Anyway, by the time I get back early next week, I’ll have enough lumber on hand to get busy as the nights get cooler, as well as on weekends. I am ridiculously slow at building furniture. It’s one of the few parts of my life where deadlines don’t dictate. Accordingly, I refuse to build anything for money. If I charged by the hour, this prairie sofa, for example, where I take a 20-minute nap after work in the study most days, would have to sell for — well, let’s just say I’m not that good a furniture maker.

This is what I do instead of fishing. Thus I have all the tools and gadgets one needs to build anything out of wood. Part of the joy of woodworking for me is relearning how to set up, say, the biscuit joiner, which is used to join two pieces of wood together for a desk or table, for example. Or how to tune up the bandsaw, so it will cut through a four-inch piece of red oak without breaking a blade.

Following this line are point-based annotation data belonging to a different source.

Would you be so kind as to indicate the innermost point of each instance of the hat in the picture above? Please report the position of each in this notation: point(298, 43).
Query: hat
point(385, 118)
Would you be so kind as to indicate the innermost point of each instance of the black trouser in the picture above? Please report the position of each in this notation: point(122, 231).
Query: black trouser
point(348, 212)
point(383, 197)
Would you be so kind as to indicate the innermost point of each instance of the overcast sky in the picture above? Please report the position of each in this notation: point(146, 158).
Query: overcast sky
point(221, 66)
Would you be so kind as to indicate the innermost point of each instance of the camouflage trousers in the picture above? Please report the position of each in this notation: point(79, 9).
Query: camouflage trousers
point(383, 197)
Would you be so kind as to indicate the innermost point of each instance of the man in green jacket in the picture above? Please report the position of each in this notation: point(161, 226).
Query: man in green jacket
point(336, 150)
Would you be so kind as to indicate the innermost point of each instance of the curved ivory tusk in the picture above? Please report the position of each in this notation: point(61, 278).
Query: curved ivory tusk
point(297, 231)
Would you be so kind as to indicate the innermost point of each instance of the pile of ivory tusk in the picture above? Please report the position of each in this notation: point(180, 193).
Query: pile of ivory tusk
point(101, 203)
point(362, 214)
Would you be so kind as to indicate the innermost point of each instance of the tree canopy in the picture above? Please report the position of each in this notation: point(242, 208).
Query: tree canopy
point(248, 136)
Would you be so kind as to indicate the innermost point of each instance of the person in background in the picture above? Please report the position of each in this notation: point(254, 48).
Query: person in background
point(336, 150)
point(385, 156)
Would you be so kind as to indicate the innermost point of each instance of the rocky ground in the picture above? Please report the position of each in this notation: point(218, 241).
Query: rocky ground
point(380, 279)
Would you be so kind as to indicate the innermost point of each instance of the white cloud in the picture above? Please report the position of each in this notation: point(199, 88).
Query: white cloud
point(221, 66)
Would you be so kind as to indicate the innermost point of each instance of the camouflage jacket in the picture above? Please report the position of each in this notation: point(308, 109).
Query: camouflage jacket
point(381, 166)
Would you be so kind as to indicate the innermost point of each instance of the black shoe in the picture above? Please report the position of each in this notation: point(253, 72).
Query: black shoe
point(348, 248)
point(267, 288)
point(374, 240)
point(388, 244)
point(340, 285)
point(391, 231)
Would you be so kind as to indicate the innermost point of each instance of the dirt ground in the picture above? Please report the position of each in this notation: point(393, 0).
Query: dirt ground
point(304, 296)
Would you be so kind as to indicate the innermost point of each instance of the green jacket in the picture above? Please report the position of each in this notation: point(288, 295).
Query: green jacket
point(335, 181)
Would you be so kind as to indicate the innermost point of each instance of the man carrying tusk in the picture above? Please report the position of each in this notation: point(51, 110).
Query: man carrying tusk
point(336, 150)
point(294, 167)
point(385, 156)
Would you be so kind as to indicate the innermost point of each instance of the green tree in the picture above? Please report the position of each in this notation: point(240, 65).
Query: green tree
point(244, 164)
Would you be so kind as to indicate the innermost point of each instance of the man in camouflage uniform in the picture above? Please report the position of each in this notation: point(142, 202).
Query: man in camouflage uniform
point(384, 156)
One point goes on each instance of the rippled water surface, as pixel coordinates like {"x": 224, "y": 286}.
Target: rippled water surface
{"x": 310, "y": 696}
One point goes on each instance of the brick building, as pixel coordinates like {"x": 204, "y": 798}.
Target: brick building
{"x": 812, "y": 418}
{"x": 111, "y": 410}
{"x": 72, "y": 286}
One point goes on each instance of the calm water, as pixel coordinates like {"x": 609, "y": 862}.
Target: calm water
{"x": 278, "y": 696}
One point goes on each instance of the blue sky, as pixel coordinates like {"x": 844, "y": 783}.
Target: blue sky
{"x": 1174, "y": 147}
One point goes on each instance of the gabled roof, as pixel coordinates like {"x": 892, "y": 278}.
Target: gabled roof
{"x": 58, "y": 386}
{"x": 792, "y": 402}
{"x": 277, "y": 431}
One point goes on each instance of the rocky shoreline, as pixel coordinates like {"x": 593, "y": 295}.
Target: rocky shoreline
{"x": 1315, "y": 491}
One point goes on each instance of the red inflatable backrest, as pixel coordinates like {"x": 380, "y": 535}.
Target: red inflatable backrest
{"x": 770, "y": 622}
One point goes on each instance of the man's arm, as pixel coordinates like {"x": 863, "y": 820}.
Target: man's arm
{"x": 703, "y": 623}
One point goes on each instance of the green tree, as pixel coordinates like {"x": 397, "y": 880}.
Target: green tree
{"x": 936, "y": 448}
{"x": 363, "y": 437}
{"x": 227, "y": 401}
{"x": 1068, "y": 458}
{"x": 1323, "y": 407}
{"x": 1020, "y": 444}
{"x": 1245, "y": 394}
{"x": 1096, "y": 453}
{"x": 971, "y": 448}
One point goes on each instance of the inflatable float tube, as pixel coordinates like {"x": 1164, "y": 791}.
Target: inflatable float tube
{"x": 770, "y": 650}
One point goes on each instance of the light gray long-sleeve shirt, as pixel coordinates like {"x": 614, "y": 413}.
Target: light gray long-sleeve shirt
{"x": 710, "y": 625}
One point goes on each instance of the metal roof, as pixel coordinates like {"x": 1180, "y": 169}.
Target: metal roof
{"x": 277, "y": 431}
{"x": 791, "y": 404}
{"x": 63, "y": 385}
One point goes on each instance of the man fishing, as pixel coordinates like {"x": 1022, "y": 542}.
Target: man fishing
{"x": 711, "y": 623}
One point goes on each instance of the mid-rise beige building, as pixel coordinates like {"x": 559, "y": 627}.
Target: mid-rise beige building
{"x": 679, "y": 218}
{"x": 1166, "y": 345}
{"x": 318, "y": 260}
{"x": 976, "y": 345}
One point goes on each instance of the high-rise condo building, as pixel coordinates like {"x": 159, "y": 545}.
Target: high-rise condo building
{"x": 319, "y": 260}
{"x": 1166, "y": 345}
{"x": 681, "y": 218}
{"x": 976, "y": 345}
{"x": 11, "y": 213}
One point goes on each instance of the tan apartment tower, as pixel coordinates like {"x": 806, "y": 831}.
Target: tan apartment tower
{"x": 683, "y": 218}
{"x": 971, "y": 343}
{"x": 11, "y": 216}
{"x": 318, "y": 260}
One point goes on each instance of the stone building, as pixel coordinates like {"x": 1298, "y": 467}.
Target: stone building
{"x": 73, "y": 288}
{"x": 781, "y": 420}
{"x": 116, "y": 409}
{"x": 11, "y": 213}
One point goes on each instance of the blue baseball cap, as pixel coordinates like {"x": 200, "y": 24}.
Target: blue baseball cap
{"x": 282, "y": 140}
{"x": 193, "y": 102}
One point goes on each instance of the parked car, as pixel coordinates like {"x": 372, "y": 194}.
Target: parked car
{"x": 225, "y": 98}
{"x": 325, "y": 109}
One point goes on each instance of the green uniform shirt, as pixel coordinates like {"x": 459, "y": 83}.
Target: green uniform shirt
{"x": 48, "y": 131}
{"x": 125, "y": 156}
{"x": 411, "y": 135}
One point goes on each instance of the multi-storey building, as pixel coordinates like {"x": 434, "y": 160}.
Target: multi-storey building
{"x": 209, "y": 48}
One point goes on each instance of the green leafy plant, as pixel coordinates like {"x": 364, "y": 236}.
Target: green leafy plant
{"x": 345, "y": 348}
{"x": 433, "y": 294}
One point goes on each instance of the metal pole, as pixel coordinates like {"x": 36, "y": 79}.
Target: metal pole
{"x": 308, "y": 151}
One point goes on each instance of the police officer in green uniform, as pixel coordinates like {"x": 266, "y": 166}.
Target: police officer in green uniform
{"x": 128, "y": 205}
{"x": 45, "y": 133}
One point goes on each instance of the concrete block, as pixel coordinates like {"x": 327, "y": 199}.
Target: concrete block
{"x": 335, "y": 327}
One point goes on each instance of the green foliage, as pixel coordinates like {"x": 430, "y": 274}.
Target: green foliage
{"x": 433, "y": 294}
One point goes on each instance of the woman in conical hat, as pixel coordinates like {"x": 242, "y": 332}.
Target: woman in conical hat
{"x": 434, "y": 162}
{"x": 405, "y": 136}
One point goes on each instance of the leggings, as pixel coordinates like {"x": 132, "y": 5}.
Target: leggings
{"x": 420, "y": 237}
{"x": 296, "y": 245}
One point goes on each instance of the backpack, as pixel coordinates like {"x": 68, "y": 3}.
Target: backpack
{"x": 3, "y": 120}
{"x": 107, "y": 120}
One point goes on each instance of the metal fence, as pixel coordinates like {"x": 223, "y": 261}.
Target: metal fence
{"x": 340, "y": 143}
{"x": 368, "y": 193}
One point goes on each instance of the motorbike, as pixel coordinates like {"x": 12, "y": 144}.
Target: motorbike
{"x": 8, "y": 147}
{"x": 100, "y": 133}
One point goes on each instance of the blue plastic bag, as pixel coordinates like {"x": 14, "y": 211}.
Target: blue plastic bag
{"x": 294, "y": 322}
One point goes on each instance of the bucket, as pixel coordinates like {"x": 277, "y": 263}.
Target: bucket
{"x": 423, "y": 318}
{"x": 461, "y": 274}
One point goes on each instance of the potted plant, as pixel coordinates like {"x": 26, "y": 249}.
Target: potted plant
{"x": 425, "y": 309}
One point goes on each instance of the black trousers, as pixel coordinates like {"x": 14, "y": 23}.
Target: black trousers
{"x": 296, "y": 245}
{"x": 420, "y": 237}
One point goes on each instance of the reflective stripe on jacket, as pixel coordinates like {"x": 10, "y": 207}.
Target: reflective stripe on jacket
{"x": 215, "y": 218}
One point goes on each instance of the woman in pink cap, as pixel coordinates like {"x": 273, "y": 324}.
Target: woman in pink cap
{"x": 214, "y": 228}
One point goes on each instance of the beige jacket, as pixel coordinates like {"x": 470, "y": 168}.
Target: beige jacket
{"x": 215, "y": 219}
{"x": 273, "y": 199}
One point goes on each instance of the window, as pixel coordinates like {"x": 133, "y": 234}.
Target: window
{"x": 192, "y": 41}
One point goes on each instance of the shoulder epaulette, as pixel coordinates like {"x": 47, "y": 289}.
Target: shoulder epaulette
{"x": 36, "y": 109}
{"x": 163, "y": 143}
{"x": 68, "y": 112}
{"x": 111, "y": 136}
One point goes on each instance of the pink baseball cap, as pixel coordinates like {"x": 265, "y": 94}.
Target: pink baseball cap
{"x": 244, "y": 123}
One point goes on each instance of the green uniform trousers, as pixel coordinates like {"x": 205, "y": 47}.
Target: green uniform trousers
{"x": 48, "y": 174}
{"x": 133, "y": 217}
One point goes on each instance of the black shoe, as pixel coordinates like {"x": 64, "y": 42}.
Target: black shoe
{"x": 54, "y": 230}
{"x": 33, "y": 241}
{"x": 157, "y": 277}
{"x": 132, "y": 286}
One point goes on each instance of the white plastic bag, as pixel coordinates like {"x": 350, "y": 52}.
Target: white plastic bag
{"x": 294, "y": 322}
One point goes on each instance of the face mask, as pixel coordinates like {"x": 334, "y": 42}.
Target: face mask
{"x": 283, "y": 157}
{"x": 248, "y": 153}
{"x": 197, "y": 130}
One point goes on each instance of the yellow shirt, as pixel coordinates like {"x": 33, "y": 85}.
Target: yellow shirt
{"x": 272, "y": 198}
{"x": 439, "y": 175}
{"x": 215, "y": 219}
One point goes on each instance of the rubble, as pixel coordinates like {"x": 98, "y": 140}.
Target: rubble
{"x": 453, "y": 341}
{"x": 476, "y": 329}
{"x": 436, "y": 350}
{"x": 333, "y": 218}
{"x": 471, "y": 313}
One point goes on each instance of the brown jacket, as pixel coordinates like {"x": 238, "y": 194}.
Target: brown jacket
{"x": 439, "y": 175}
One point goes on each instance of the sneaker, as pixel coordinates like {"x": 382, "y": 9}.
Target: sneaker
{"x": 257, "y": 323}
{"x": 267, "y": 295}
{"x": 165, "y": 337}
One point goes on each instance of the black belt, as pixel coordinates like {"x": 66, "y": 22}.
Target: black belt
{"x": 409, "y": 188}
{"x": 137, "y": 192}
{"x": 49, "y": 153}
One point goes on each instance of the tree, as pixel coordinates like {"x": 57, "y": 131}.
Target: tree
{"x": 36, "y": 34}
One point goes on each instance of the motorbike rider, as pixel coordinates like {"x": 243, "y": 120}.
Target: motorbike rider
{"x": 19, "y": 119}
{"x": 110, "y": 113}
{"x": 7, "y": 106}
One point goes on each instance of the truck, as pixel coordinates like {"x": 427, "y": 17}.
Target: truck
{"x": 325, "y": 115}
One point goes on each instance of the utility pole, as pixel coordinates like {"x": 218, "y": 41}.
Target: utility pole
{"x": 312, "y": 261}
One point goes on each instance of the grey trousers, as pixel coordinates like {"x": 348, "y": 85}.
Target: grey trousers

Soon I’ll have to plane some rough-cut lumber. That process is extremely noisy and messy, creating barrels of shavings that work well as flowerbed mulch. Luckily, though I live in town, my house is pretty isolated. It backs up to a cemetery, so nobody behind me is likely to complain about the noise. The rest of the neighbors are far enough away that it shouldn’t result in any police calls for disturbing the peace.

Using power equipment that can slice off fingers in a flash if you’re careless does force one to concentrate. It takes your mind off the worries of the world. I enjoy knowing that I’m building pieces of furniture that will outlive me. I seriously doubt anybody other than the occasional curious descendant years from now will be reading any of the few thousand columns I’ve written over nearly three decades. But somebody — though they probably won’t know who made it — probably will appreciate that coffee table made out of recycled tongue-and-groove two-inch thick red oak with a black-walnut frame, long after I’m gone. It’s sturdy and built to survive lots of beer cans spills and chili-bowl sloshes.

I’m ready to fire up the planer and start making some noise.